Mechanisms for extracting a signal from noise as revealed through the specificity and generality of task training
Research output: Contribution to journal › Article › peer-review
Colleges, School and Institutes
Visual judgments critically depend on (1) the detection of meaningful items from cluttered backgrounds and (2) the discrimination of an item from highly similar alternatives. Learning and experience are known to facilitate these processes, but the specificity with which these processes operate is poorly understood. Here we use psychophysical measures of human participants to test learning in two types of commonly used tasks that target segmentation (signal-in-noise, or “coarse” tasks) versus the discrimination of highly similar items (feature difference, or “fine” tasks). First, we consider the processing of binocular disparity signals, examining performance on signal-in-noise and feature difference tasks after a period of training on one of these tasks.

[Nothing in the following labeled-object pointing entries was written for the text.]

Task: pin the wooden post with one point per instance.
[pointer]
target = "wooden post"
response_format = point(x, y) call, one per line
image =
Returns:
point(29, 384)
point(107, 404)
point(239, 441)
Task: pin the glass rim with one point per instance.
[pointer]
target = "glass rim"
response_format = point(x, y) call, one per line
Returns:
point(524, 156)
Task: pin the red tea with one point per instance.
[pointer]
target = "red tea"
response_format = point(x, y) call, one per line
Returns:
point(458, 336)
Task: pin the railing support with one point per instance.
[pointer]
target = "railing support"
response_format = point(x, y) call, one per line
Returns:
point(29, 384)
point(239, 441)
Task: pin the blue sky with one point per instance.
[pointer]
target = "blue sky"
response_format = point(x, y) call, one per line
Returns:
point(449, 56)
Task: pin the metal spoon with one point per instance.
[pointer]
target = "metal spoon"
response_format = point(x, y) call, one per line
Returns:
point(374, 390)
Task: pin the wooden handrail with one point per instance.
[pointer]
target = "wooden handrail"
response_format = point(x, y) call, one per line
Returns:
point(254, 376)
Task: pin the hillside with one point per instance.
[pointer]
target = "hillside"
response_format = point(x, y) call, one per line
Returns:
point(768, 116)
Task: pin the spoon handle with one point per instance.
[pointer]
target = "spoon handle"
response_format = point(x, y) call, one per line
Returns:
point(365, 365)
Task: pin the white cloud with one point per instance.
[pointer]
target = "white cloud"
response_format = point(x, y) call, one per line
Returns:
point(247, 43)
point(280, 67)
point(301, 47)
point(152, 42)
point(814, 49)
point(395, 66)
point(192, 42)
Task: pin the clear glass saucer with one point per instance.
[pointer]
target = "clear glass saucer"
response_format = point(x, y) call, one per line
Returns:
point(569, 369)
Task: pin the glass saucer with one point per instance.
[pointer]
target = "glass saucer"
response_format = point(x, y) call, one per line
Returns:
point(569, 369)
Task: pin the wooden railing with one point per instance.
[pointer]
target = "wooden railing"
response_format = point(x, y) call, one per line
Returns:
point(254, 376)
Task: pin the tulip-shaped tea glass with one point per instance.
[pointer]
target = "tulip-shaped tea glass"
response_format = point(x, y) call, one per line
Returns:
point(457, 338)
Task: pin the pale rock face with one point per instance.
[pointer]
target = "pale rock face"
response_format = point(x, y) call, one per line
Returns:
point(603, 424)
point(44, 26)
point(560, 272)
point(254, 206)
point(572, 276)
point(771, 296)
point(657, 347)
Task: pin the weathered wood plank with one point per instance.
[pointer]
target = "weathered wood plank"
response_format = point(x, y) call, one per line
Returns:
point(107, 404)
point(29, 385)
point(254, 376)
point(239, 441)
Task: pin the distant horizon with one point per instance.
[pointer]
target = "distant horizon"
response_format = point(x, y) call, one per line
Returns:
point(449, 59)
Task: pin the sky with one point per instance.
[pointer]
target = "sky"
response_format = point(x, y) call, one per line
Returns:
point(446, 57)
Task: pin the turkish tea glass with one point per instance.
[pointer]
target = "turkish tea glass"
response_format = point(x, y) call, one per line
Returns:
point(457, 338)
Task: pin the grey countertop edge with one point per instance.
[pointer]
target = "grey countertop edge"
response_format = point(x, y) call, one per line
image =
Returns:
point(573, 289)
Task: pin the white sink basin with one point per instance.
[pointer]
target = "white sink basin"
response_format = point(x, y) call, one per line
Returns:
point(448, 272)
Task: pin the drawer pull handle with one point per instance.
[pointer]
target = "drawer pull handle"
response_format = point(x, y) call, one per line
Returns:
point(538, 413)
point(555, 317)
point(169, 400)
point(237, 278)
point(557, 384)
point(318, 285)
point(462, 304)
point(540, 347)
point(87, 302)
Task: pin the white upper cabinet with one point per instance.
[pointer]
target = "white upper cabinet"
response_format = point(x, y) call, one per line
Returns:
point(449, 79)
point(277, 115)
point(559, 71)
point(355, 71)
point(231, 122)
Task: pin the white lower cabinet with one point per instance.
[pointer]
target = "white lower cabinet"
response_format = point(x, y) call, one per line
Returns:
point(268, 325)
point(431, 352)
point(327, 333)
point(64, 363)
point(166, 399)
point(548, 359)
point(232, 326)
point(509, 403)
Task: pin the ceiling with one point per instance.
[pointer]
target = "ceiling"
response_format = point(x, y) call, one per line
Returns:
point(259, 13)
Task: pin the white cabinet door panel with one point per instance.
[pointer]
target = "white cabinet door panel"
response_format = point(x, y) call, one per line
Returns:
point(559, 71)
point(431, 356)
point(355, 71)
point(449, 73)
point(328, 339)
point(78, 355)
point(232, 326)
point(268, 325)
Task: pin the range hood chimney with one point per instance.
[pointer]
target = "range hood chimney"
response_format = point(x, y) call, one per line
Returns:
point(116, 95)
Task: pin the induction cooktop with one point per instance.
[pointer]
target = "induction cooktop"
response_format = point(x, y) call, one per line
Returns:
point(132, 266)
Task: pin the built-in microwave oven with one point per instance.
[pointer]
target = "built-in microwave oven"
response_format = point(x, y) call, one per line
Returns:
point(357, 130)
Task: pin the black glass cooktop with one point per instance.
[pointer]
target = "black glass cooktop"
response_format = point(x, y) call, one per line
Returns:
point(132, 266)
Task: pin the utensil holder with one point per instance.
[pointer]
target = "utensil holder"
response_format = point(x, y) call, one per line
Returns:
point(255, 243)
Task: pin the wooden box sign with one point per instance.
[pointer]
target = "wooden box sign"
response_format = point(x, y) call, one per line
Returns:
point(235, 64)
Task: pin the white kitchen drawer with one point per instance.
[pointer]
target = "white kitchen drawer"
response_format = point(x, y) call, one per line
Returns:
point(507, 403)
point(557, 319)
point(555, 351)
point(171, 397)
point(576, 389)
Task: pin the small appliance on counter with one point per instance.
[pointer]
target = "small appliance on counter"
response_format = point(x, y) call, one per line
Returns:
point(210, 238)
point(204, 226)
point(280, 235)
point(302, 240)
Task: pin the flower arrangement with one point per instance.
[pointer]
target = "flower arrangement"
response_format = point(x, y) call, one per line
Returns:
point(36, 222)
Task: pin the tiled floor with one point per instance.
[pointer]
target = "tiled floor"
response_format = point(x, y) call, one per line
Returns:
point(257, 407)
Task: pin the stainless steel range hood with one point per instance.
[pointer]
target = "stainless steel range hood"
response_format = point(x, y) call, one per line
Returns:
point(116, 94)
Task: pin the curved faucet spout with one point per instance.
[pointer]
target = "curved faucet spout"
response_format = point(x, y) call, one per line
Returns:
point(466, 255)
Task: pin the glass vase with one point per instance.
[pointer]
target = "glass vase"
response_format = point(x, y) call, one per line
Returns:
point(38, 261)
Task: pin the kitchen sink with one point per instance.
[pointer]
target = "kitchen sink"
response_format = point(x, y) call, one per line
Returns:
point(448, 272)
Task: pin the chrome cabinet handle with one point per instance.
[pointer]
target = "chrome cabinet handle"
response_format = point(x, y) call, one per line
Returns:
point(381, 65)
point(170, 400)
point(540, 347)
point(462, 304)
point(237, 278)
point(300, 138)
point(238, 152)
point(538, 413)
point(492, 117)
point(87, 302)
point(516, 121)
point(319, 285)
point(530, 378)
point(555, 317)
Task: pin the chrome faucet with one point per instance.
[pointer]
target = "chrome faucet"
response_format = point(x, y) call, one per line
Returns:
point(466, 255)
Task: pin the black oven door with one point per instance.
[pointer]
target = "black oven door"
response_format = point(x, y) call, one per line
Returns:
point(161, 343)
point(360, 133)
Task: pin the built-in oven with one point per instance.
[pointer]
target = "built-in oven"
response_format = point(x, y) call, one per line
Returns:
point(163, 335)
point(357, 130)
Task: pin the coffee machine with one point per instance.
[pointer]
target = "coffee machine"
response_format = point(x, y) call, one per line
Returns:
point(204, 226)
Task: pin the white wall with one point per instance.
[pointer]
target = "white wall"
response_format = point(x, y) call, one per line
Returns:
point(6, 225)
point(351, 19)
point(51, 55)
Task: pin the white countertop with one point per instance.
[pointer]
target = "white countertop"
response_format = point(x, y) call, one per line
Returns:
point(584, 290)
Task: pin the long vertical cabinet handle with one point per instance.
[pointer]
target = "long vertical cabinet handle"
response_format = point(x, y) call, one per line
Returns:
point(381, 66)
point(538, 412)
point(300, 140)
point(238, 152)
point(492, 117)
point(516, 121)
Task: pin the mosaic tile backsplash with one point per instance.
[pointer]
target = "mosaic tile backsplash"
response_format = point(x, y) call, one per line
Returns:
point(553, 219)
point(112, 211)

Second, we consider the generality of learning between different visual features, testing performance on both task types for displays defined by disparity, motion, or orientation. We show that training on a feature difference task also improves performance on signal-in-noise tasks, but only for the same visual feature. By contrast, training on a signal-in-noise task has limited benefits for fine judgments of the same feature but supports learning that generalizes to signal-in-noise tasks for other features. These findings indicate that commonly used signal-in-noise tasks require at least three distinct components: feature representations, signal-specific selection, and a generalized process that enhances segmentation. As such, there is clear potential to harness areas of commonality (both within and between cues) to improve impaired perceptual functions.